What I am saying is that asking an LLM to do interest calculation is absurd in itself, let well alone the absurd setting of trying to calculate interest rates across 4 centuries and different denominations.
It would be much more rational, in seeking to understand the growth of the Harvard endowment, to search for factual information about its modern history is my point. And if you wanna do abstract financial modelling exercises just use spreadsheets. Either way LLMs are a hilariously bad fit.
780 compounded by 3% per year for ~400 years is about 100 million by the way. So ignoring all else, off by at least two orders of magnitude.
We're all sadly gullible.
We're all in IT. We know what an LLM is.
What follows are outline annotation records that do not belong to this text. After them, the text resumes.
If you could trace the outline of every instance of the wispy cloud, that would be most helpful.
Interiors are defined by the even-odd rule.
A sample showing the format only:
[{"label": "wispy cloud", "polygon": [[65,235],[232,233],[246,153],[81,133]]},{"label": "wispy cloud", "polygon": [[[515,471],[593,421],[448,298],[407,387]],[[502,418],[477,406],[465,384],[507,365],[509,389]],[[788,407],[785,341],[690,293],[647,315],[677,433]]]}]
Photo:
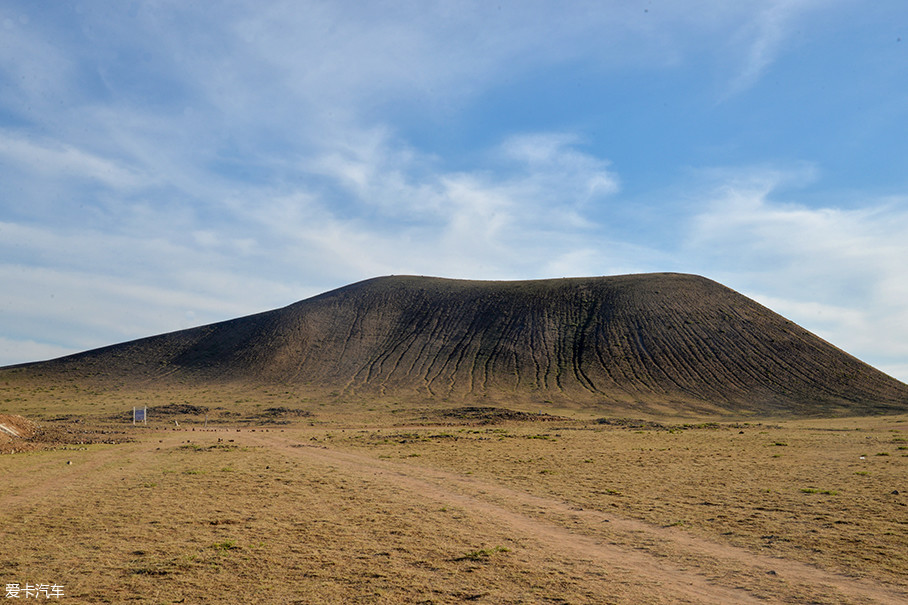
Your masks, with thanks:
[{"label": "wispy cloud", "polygon": [[[634,88],[670,97],[684,80],[678,107],[728,107],[760,89],[799,28],[851,4],[10,0],[0,363],[384,273],[670,269],[761,296],[894,367],[908,342],[891,338],[906,323],[904,200],[807,204],[797,192],[821,184],[823,167],[771,152],[749,161],[780,168],[714,171],[705,194],[647,192],[635,174],[653,170],[616,157],[702,170],[681,166],[694,160],[680,152],[658,164],[675,136],[659,129],[688,116],[649,115],[661,97]],[[575,118],[591,90],[592,109]],[[489,98],[506,107],[471,123]],[[655,130],[622,129],[651,117]],[[458,140],[426,142],[445,133]],[[692,143],[707,145],[743,146],[736,133]],[[663,194],[671,206],[654,199]]]}]

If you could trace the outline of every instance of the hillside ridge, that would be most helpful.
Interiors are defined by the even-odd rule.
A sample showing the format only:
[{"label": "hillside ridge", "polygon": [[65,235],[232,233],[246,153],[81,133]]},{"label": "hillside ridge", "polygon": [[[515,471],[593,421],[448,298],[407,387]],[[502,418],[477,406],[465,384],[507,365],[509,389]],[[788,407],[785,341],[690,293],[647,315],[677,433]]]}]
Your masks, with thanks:
[{"label": "hillside ridge", "polygon": [[430,400],[742,413],[908,409],[908,386],[734,290],[683,273],[378,277],[19,370]]}]

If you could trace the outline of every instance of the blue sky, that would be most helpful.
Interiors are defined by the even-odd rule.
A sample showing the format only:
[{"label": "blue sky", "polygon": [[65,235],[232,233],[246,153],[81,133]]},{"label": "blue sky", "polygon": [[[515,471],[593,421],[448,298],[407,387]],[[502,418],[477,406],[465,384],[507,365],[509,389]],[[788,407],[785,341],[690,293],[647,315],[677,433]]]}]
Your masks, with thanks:
[{"label": "blue sky", "polygon": [[908,381],[901,0],[0,0],[0,364],[698,273]]}]

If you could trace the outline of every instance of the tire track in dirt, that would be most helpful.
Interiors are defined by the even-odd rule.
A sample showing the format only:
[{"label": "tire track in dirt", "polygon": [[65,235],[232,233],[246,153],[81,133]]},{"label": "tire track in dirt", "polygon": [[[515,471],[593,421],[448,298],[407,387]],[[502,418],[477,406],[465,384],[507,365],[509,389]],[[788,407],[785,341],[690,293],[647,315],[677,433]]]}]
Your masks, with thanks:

But still we're fooled!?
I saw a report via Simon Willison that if you make up a phrase and add "meaning" to the end of your Google search, it'll invent a meaning for it.
His example was "A swan won't prevent a hurricane meaning"
https://simonwillison.net/2025/Apr/23/meaning-slop/
I think I’d call these examples “predictable” failures instead of “odd”.
I recently used Gemini and Google search (with overview) to confirm whether a snack i bought from japan has expired. Used gemini to take a picture of the label written in japanese
One item said 25/7/25 the other one said 25/7/24 as you can imagine I was sure the first one was safe but the second one was confusing.
It told me that it's safe to eat because japanese date format is Year / Month / Date.
I looked up japanese date format in google (with overview) just to confirm. I guess we'll find out. Will report back soon.
LLMs can't do math.
This. People need to manage their expectations.
LLMs and tempered expectations, like oil and water
We're giving them calculators though, surely Google could provide a limited set of tools given Search already has a fairly sophisticated calculator.
I've been having my AI stuff successfully do math since early gp3 days with this method— even before "tool calling."
LLMs can’t do math. But that’s a solved problem. ChatGPT has had a built in Python runtime that can do math for years - at least the paid version.